Lino Silvestri è laureato in Scienze Motorie, specializzato in management dello Sport, Coach Iba e maestro benemerito. Ha aperto la Napoliboxe nel 2001, ai Ventaglieri, in un locale incastonato tra Montesanto e corso Vittorio Emanuele. Ha ricevuto nel 2021 la cintura della prestigiosa World Boxing Council (WBC) per l’impegno sportivo e sociale dimostrato nel corso degli anni. Non abbastanza, evidentemente. “Abbiamo ricevuto un avviso di sgombero dal Comune di Napoli – dice Silvestri – Stavo per inaugurare dopo che ho fatto gli ennesimi lavori di ammodernamento e ristrutturazione, mi sono dovuto fermare.

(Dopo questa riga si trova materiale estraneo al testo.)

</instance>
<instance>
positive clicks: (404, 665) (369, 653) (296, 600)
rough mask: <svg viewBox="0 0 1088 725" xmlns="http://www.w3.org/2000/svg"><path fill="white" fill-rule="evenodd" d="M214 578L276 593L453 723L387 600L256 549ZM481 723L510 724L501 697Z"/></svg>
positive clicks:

Ho ottenuto i locali nel 2001, me li volevano dare in comodato d’uso, io rifiutai e proposi un canone agevolato. È scoppiato un contenzioso nel 2016, è arrivata la prima carta di sgombero e poi mi hanno lasciato in un limbo. Adesso mi chiedono in modo retroattivo quasi due milioni di euro. Aspetto la Commissione di trasparenza per lo sport. Chiaramente vogliamo trovare un accordo, ma che sia ragionevole altrimenti dobbiamo chiudere”.

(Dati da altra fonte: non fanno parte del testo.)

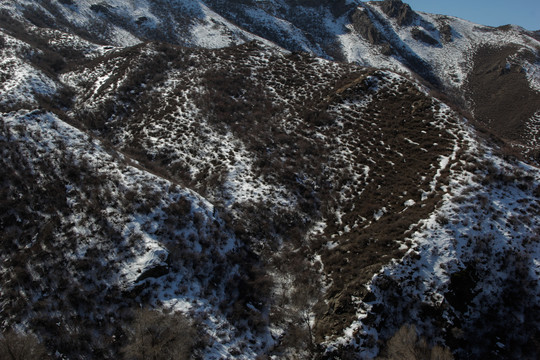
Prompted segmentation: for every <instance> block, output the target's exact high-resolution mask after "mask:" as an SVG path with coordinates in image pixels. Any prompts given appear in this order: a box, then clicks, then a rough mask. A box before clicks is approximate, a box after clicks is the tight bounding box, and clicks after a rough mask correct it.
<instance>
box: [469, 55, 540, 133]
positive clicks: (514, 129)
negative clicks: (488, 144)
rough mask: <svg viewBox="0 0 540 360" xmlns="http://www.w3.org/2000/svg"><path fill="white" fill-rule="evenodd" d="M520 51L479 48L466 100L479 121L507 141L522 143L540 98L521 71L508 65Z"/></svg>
mask: <svg viewBox="0 0 540 360" xmlns="http://www.w3.org/2000/svg"><path fill="white" fill-rule="evenodd" d="M518 50H519V48H518V47H516V46H507V47H504V48H500V49H499V48H491V47H482V48H479V49H478V50H477V51H476V54H475V56H474V58H473V63H474V69H473V71H472V72H471V74H470V75H469V78H468V88H467V96H468V98H469V99H470V100H471V101H472V110H473V112H474V115H475V119H476V120H477V121H479V122H480V123H481V124H482V125H483V126H485V127H487V128H488V129H489V130H491V131H493V132H494V133H495V134H496V135H498V136H500V137H501V138H503V139H505V140H510V141H517V142H520V141H522V140H523V139H524V136H525V135H526V128H525V127H524V125H525V123H526V121H527V120H528V119H530V118H531V117H532V116H533V115H534V113H535V112H536V111H538V109H539V107H540V94H539V93H537V92H534V91H533V90H531V88H530V87H529V83H528V81H527V78H526V77H525V74H524V73H523V71H522V69H521V68H520V67H519V66H517V65H513V64H512V63H511V62H509V57H510V56H512V55H514V54H516V53H517V51H518ZM508 64H510V65H508Z"/></svg>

Scriveva Geppino Silvestri su un quotidiano locale negli anni Cinquanta sulla situazione della boxe in città: “Se c’è una crisi riguarda organizzatori, palestre ed insegnanti. I nostri pugili, infatti, non riescono a combattere a Napoli: manca addirittura un calendario pugilistico. Esiste un problema di palestre e di attrezzature. La nostra palestra che è considerata tra le prime dell’Italia centro-meridionale è uno scantinato angusto, freddo ed umido. Non parliamo poi delle attrezzature: basti pensare che molti ring sono pericolosissimi”. La Napoliboxe, come le palestre di pugilato in tutto il mondo, ha porte aperte ai ragazzi, li toglie dalla strada, ragazzi difficili e altri dai servizi sociali. Ha reso fruibili locali che non lo erano. Non è una fiction Rai. Oltre mezzo secolo dopo nessuno chiede una limousine al Comune.